Rym Ghachem Attia: Une Tunisie souffrante
Ce qui s’est passé dans l’avion le 10 avril 2021 nous donne à voir la grande souffrance de la société tunisienne et son désarroi d’aujourd’hui:
• La dispute violente entre deux jeunes femmes
• Les mamans voilées s’en mêlent et mettent de l’huile sur le feu
• L’autorité (steward) est dépassée, incapable de gérer cette gabegie.
Le fait est général, il est pathognomonique de la Tunisie d’aujourd’hui. Partout, on sent des personnes prêtes à exploser, la légitimité n’est accordée à personne. Le bain de sang serait il la solution ? Ne pourrait-on pas trouver des personnes charismatiques, ayant quelque légitimité ou ascendant et capables de gérer ces crises sociales, économiques et psychologiques d’un niveau infantile. On se croirait en pleine crise d’adolescence, sans limite et sans surmoi.
On peut ainsi faire le lien avec l’ambivalence qui prévaut en matière de vaccination de la population contre la Covid-19. En effet, on dénombre moins d’un million d’inscrits malgré les efforts de communication, mais tout le monde est mécontent ! Chacun se considère comme prioritaire; les soignants, les réanimateurs, les infectiologues, les personnes en relation avec le public, les personnes âgées, les personnes malades, etc. Chacun se sent plus ou moins lésé !
J’ai eu à visiter plusieurs centres de vaccination, l’accueil est impeccable, vraiment en un temps record tout a été mis en place. Mais on continue à critiquer les soignants, les structures et à les agresser. Pourquoi ? La vaccination n’est pas obligatoire, mais elle est indispensable à notre survie sociale et économique: ne cédons pas à la panique que certains voudraient insuffler. Essayons plutôt de trouver les solutions. Mais aussi faut-il que les autorités compétentes jouent le jeu en toute transparence et nous informent en temps utile, que les résultats du suivi épidémiologiques soient analysés et communiqués, qu’on comprenne:
• Qui sont ces 10000 personnes décédées de la Covid-19? Leur profil, les facteurs de risque? Quelles sont les professions à risque?
• Y aurait-il une corrélation avec le groupe sanguin?
• Quels sont les médicaments protecteurs? Y aurait-il des médicaments à éviter?

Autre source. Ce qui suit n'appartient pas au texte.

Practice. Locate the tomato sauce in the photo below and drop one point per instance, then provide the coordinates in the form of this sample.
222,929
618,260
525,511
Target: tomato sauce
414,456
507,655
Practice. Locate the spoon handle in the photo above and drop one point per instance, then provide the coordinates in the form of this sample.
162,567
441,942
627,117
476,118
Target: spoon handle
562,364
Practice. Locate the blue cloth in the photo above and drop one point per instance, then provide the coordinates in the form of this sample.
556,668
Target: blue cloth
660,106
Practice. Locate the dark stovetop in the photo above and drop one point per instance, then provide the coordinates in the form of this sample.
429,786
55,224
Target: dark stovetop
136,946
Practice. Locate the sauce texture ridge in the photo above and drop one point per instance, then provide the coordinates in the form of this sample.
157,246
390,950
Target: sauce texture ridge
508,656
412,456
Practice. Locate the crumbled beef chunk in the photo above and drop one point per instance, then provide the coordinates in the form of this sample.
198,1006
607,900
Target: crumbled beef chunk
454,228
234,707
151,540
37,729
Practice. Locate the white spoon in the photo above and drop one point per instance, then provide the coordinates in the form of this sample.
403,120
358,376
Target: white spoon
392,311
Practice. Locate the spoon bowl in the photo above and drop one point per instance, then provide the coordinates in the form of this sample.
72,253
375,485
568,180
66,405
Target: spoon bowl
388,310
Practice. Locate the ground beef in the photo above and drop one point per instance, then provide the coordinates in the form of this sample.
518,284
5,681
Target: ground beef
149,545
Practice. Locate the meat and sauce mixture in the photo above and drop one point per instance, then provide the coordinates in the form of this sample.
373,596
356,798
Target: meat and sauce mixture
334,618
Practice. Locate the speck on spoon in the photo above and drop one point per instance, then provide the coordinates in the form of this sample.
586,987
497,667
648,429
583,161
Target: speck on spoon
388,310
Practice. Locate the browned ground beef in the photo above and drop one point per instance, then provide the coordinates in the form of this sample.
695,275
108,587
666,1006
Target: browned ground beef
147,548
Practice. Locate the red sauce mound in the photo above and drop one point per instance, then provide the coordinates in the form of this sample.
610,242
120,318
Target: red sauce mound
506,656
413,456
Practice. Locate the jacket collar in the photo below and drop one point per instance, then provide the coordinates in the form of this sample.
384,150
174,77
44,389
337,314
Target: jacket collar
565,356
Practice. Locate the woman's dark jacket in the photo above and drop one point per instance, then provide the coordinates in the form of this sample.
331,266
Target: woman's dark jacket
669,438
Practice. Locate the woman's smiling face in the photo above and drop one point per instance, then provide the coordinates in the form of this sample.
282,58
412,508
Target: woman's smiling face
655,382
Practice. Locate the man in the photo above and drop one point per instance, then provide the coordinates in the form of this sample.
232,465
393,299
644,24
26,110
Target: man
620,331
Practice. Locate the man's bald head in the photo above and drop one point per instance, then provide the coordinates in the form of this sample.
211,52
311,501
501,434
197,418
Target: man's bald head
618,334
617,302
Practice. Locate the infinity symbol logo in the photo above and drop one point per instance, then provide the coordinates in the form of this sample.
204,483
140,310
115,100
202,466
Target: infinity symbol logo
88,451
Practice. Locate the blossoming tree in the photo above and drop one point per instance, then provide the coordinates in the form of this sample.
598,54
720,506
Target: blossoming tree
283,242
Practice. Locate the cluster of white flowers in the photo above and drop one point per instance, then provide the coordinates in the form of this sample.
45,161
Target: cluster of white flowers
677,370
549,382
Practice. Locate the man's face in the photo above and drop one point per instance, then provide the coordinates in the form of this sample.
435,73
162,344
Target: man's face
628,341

Oui, il semble que de nombreux scientifiques tunisiens travaillent sur le thème, mais pourquoi ne travaillent-ils pas ensemble? Pourquoi n’avons-nous pas une communication cohérente et collégiale? L’impression que nous avons, est que le tunisien sait travailler seul, mais n’arrive pas à travailler en collectivité; chacun veut avoir raison et se croit expert en tout. Cependant ces mêmes tunisiens brillent à l’étranger, partout dans le monde semble-t-il, dans ce contexte ils sont intégrés à des équipes et ne peuvent pas faire cavalier seul; alors pourquoi pas en Tunisie? Le temps de se serrer les coudes et de laisser nos égos de côté n’est-il pas venu ? Soyons modestes! Arrêtons de vouloir «donner à voir» mais essayons plutôt d’être uniquement ce qu’on est et de travailler humblement.
Il est vrai qu’il est difficile de vivre dans cette ambiance d’agressivité et de rester exemplaire, rester fidèle aux règles et à l’éthique. Cette nuisance ambiante provoque une dépression hostile. On se met à projeter le mal partout, le «complotisme» est à son paroxysme.
Cependant, aujourd’hui le temps est à l’apaisement, le mois de Ramadan est là; il s’agit d’un mois de générosité, de sagesse et de paix. Arrêtons de nous attaquer les uns les autres et de provoquer des disputes. Les ministères ainsi que les institutions continuent à fonctionner malgré ces guerres intestines, mais aucun ne peut mettre en œuvre son pouvoir régalien, aucune autorité n’est exercée sur aucun, nous semble-t-il.
L’impact de cette dite révolution ne deviendra positif que si chacun d’entre nous fait face à ses responsabilités! Il faut qu’on tient debout jusqu’à la fin! Nous nous battrons pour y arriver. Nous le devons à nous-mêmes et surtout à nos enfants et à nos parents.